Continental Airlines, Inc., 59 Cal. App. 4th 205, 211 (Cal. Ct. App. 1997), Boys Club of San
Fernando Valley, Inc. v. Fidelity & Deposit Co., 6 Cal. App. 4th 1266, 1274 (Cal. Ct. App. 1992),
and Pagett v. Hawaiian Ins. Co., 45 Cal. App. 3d 620, 622 (Cal. Ct. App. 1975). In addition, a
contract is void ab initio where the promisor does not have the requisite intent to enter into a
contract at all. Rosenthal v. Great Western Financial Securities Corp., 14 Cal. 4th 394, 415 (Cal.
1996).
3. Conclusion
The U.S. Supreme Court’s decision in Circuit City clarifies and expands the definition of
which employment arbitration agreements are subject to the FAA. It should not change how courts
in California analyze such provisions to determine their validity, and because of the fundamental
policies of the FAA and California law favor enforcement of valid arbitration agreements, there is
still no difference in treatment under state versus federal law. Safeguards to protect the interests of
the parties are still effective under both the federal and California systems after Circuit City, the only
certain change is the expanded reach of the FAA.
It remains to be seen whether federal and/or state courts in California will exploit,
harmonize, or ignore a possible source of tension between Circuit City and Armendariz. This is
because in deciding Armendariz, the California Supreme Court recognized that there are five (5)
factors which must be present in order for an arbitration provision to be enforceable: (1) neutral
arbitrator; (2) adequate opportunity for sufficient discovery; (3) all types of relief are otherwise
available; (4) there must be a written arbitration award permitting judicial review; and (5) there are
limits on arbitration costs and fees. Armendariz, 24 Cal. 4th at 118. While Armendariz left open
the question of whether restrictive provisions in arbitration agreements drafted in “bad faith” serve
to invalidate the entire agreement, Id., at 124, it did hold that where arbitration agreements are
“permeated” by unconscionability they are strictly unenforceable. Id., at 122.
The potential problem lies in that federal courts have not expressly held Armendariz-like
factors are required safeguards before enforcing arbitration under the FAA. For example, in Green
Tree Finan. Corp. - Alabama, et. al. v. Randolph, 531 U.S. 79 (2000), the U.S. Supreme Court held
that an arbitration agreement is not unenforceable per se simply because it is silent as to arbitration
costs. Arguably, the five-prong Armendariz requirements are not displaced by Circuit City both
because they relate to basic contract formation issues (such as unconscionability of the agreement)

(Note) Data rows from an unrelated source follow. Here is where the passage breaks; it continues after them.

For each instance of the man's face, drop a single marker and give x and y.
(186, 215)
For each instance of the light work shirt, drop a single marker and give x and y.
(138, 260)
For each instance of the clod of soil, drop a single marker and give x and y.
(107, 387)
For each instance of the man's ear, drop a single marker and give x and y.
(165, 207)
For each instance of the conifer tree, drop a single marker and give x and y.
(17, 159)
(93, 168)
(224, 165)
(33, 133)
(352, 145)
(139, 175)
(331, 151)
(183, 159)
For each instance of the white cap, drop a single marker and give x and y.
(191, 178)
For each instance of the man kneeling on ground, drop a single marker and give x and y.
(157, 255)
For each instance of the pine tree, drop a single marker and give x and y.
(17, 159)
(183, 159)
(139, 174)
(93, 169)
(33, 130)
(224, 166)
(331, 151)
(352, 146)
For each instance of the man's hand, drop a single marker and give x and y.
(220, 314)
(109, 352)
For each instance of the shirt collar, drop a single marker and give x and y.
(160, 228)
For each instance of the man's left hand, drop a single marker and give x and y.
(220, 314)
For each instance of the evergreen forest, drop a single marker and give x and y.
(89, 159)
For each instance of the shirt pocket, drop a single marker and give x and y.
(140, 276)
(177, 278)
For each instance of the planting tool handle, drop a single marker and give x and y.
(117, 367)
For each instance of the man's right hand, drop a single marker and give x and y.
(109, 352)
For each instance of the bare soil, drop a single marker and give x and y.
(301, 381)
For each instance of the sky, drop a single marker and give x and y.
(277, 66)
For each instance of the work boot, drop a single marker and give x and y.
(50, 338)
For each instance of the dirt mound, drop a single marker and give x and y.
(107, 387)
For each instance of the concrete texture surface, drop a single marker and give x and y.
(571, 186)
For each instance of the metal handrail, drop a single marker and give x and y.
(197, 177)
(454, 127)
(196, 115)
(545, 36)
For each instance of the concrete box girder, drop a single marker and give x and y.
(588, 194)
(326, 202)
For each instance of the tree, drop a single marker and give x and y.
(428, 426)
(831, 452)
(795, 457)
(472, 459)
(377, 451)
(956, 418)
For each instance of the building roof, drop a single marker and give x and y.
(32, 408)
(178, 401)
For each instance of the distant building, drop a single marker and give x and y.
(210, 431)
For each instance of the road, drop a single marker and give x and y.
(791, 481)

which are ultimately left to be interpreted according to state law, and because they are not in direct
contradiction to holdings of the U.S. Supreme Court. Certainly Armendariz is controlling in
California in situations where the FAA does not pertain to a particular agreement. But whether the
Armendariz factors must still be satisfied in California agreements governed by the FAA, or whether
Armendariz is preempted to that extent, is yet unknown.
April 19, 2001 - Timothy G. Williams, Esq.